第1話「パラレルワールド!?」21
部屋の一角、何やら騒がしい箇所があった。遠目からでは良くわからないが、揉めているように見える。昴だけでなく他の生徒たちもそちらを見てはいるのだが、誰一人として関わろうとはせず見て見ぬ振りを決め込む。
それだけで大体何が起こっているのかは理解出来た。ならば、後は動くだけだろう。
「悪い、ちょっと道を開けてくれねえかな」
軽く断りを入れながら人混みを掻き分ける。
それを迷惑そうにする者、何ら気にせず避ける者、いそいそと席に着く者と様々。しかし昴はそんな者には目もくれず一直線に騒ぎの中心へと歩みを進めていく。中心地へ近付くに連れてどんな状況だったのかがより鮮明になる。まずは当事者が四人。一人は眼鏡を掛けた明らかに気弱そうな顔立ちの良い少年、残り三人は対照的に柄の悪そうな連中だ。

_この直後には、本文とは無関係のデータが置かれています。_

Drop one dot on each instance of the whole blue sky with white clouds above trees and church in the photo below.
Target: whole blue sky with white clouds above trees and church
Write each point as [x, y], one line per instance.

座り込んだ少年の周りに散乱するのは割れた皿の破片やこれから食べるはずであった食事。その前に三人が立っているという……実に理解し易い状況。
「おいおい? ぶつかった上にそれがオレの食いたかったやつの最後だと? っざけんなよあぁ!?」
「ひっ……!」
「あんたも運がわりぃよなー、コイツ腹が減ってると手に負えねえんだわぁ」
「そう言うお前だって服汚されてイライラしてんのが伝わるぜ……」
奇抜とまでは行かないまでも、真面目そうな生徒が多く居る場所ではそれなりに派手で目立つ格好をした三人が囲むように声を浴びせる。その度に少年が体を震わせて何かを言おうとするが、伝わる事はない。
しかしよくもまあ堂々とやる物だ、と昴はほんの少し感心。
「まあとりあえずだ……オレら三人分の飯、奢って貰おうか? お楽しみはそれからたっぷりとな。味わわせてやんよ」
「さっすがはセルディだ。食いもんの恨みってのは厄介だなあ?」
「僕、そんなお金……持って……」
「オレがたったそれだけで許してやるって言ってんだぜ? 別に一生って訳じゃねえんだからよぉ? ほら、さっさと金――」
見るからに悪役の笑みで手を出すセルディと呼ばれた少年。しかし、そんな状況ですら眼鏡の少年に手を差し伸べようする者は居ない。それが昴の琴線に触れたらしく――
「いい加減にしねえか。てめぇらみたいなの見てると……マジでムカついてくるんだけど?」
――言葉と共に、セルディの出した腕を横から掴んでいた。怒気を孕んだ視線と言葉。
「……ンだよお前? 見た事ねえ顔だな」
「名乗ってやる必要はないから名乗らない。ただ気に入らないから邪魔した。それだけだ不良ども」
「あはは! 何だかわかんないけど、面白いねぇ!」
「確かに……我々が誰だか知らないようだが?」
青っぽい髪をした少年が昴を凝視する。そんなのはお構い無しに言葉を続けた。この程度の威圧など女王の比ではない。
「ああ知らないね。だったら何だ? ……やるのか?」
掴んでいた腕を強く払い、睨みを利かせる。相手が悪ならば叩いても問題は無いという判断基準。今後の評判よりも今を乗り切る。